Kagi zanaatkarların sokaklarında yürümeye başladı. Hepsi aynı bir aşağı kattakiler gibi çoktan sake faslını bitirip evlerine dönmüş gibiydi. Sokaklar sessiz ve sakindi. Arada denk gelenler ise onu pek önemsememişti. Biraz daha ilerledikçe bir pazar yeri konumunda olan ve bir sürü tezgahın halen daha meydanda ise hayat devam ediyordu. Kagi'nin dikkatini çeken şey ise bir sürü loncanın oluşuydu. Pamukçular Loncası, Tahılcılar Loncası, Ketenciler Loncası diye uzayıp gidiyordu. İzayalardan ziyade sanki insanlar burada toplaşıyor gibiydi. Böylelikle hem İzaya'da «boşa» zaman harcamamış oluyorlar hem de kendilerini daha faal bir şeyle oyaladıkları hissini kapılmış oluyorlardı. Orta katın doğusunda bir Esnaflar Birliği, batısında bir başka Esnaflar Birliği vardı. Hatta bazı bölgelerde Bilmemne Mahallesi Bilmemne Odası diyerek toplanan birbirleriyle yarışan ve nihayetinde bir ağızbirliğine varmamak için enerjisini harcayan kurumlar yığınıydı. Aynı işi yapanlar birbirine o kadar düşman değildi lakin buğday ekmeğinin yanında birisi çavdar ekmek satmaya başladı mıydı bezirganların birbirinin malını ve ustalığını yerden yere vurmaya başlıyordu. Pazarın yoğunlaştığı dönemeçlerde ise insan kendi sesini duymakta zorlanıyordu: "Bahçe çitine en güzel Akasya yakışır!", "Hayır efendim Ladin yakışır!" Bir öteden bir başkası duyuluyordu: "Sirkeee!", "Limoooon!"

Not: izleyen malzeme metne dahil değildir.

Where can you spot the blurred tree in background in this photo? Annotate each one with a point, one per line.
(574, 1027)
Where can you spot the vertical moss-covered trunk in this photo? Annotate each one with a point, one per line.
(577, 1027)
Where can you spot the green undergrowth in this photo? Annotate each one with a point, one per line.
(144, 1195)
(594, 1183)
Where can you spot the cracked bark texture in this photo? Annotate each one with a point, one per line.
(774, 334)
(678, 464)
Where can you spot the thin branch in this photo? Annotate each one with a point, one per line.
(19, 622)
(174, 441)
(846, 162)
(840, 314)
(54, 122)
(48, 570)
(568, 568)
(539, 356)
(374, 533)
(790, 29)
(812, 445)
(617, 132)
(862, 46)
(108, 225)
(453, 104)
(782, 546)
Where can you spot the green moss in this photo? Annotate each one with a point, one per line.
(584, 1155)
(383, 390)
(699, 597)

Kagi en üst kata çıktı. Vakit iyiden iyiye gece yarısı olmuştu. Burada, aşağı katların aksine her kat bir haneyi temsil etmiyordu. Soylular iki katlı, üç katlı evlere tek aile olarak çöreklenmişti. Aşağı mahallelerin aksine bahçeleri de bulunuyordu. Evler, şeklen ve arsasının kapladığı alan bakımından aynı veya benzer olsa da yapının tek bir hane tarafından kullanılıyor oluşu bahçedeki tasarruf hakkını bir haneye bırakıyordu. Kimisi bu boşluklara havuz kuruyor kimisi de kamelya, bahçe evi ya da sera gibi ayrıca vakit geçirebileceği mebaniler inşa ediyorlardı.

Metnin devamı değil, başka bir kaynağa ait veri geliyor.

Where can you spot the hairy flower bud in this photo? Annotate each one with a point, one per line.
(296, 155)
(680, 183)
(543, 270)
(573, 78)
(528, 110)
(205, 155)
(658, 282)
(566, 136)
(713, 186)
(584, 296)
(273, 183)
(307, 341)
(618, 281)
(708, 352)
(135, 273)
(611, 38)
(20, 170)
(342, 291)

Sokaklarda hiçbir dükkan görünmüyordu. Bir nispeten Ishichou binasının arkasına konumlanan kompleks dışında geleneksel İzaya konseptinin ötesinde bar ve restoranlar bulunuyordu ve aşağı katlarda erkenden kapanmış dükkanların aksine buralar hala açıktı ve açık kalmaya da devam edecek gibi görünüyordu. Kagi böylesine bir hengame ve hazcılığı en son Tanzaku'da, Tsunade ile tanıştığı kumarhanede görmüştü. Kaybedecek bir şeyi olmayan ve belki de kaybederek yaşadığının farkına varabilen insanlardı bunlar. Bir noktada "kaybetmemek" veya "az bile olsa kaybetmek" arasında bir seçim yapacak olsa nicelerin aksine ikinci şıkkı seçecek kimselerdi bunlar. Bu yüzden onlara bir noktada saygı duyuyordu fakat cebinde derya olana bir bardak suyun komayacağı için bu saygısını çok da mesnetlendiremiyordu. Zira bu kaybetme isteği gerçek anlamda bir seçimin işareti değildi. Bir oyalanma, bir hûlya ve uyuşturucu idi.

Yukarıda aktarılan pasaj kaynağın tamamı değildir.